The NSX software in the vCloud Director environment provides the ability to use Secure Sockets Layer (SSL) certificates with the SSL VPN-Plus and IPsec VPN tunnels you configure for your edge gateways. If the edge gateway for your vCloud Director organization virtual data center has been converted to an advanced edge gateway, you can use the vCloud Director tenant portal to work with the certificates of that edge gateway.
The edge gateways in your vCloud Director environment support self-signed certificates, certificates signed by a Certification Authority (CA), and certificates generated and signed by a CA. Using the tenant portal, you can generate certificate signing requests (CSRs), import the certificates, manage the imported certificates, and create certificate revocation lists (CRLs).
About Using Certificates with Your Organization Virtual Datacenter
You can manage certificates for the following networking areas in your vCloud Director organization virtual data center.
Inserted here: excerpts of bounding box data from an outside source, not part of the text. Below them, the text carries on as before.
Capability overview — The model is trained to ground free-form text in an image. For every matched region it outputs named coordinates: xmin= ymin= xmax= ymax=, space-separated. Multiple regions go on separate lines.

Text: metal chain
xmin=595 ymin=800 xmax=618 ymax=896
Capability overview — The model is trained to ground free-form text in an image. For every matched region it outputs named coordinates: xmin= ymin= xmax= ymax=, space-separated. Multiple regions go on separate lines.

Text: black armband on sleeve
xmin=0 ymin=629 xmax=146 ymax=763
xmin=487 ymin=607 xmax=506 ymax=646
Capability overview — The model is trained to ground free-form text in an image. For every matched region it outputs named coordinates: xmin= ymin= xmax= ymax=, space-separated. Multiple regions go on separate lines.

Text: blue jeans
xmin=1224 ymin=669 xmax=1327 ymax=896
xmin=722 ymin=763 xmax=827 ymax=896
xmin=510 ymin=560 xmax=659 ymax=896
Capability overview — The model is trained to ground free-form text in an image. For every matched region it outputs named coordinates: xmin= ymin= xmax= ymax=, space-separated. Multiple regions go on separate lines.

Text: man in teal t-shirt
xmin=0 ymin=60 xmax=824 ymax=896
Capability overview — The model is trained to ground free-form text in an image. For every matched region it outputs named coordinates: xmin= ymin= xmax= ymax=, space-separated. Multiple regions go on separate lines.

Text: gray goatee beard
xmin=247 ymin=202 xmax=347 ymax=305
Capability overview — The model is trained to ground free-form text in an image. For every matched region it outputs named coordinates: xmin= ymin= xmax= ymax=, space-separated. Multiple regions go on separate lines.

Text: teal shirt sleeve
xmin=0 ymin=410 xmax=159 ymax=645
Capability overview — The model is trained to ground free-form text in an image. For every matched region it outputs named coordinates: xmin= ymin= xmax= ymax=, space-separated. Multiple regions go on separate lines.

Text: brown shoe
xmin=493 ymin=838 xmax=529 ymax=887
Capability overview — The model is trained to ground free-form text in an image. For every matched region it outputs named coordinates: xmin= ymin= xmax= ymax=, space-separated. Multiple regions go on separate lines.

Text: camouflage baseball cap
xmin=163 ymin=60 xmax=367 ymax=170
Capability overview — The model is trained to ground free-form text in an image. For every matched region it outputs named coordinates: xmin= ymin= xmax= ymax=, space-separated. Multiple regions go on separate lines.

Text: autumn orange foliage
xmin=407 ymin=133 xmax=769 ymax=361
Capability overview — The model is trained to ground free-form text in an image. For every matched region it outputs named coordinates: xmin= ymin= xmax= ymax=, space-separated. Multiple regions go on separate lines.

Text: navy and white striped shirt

- IPsec VPN tunnels between an organization virtual data center network and a remote network.
- SSL VPN-Plus connections between remote users to private networks and web resources in your organization virtual data center.
- An L2 VPN tunnel between two NSX edge gateways.
- The virtual servers and pools servers configured for load balancing in your organization virtual data center
How to Use Client Certificates
You can create a client certificate through a CAI command or REST call. You can then distribute this certificate to your remote users, who can install the certificate on their web browser.
The main benefit of implementing client certificates is that a reference client certificate for each remote user can be stored and checked against the client certificate presented by the remote user. To prevent future connections from a certain user, you can delete the reference certificate from the security server list of client certificates. Deleting the certificate denies connections from that user.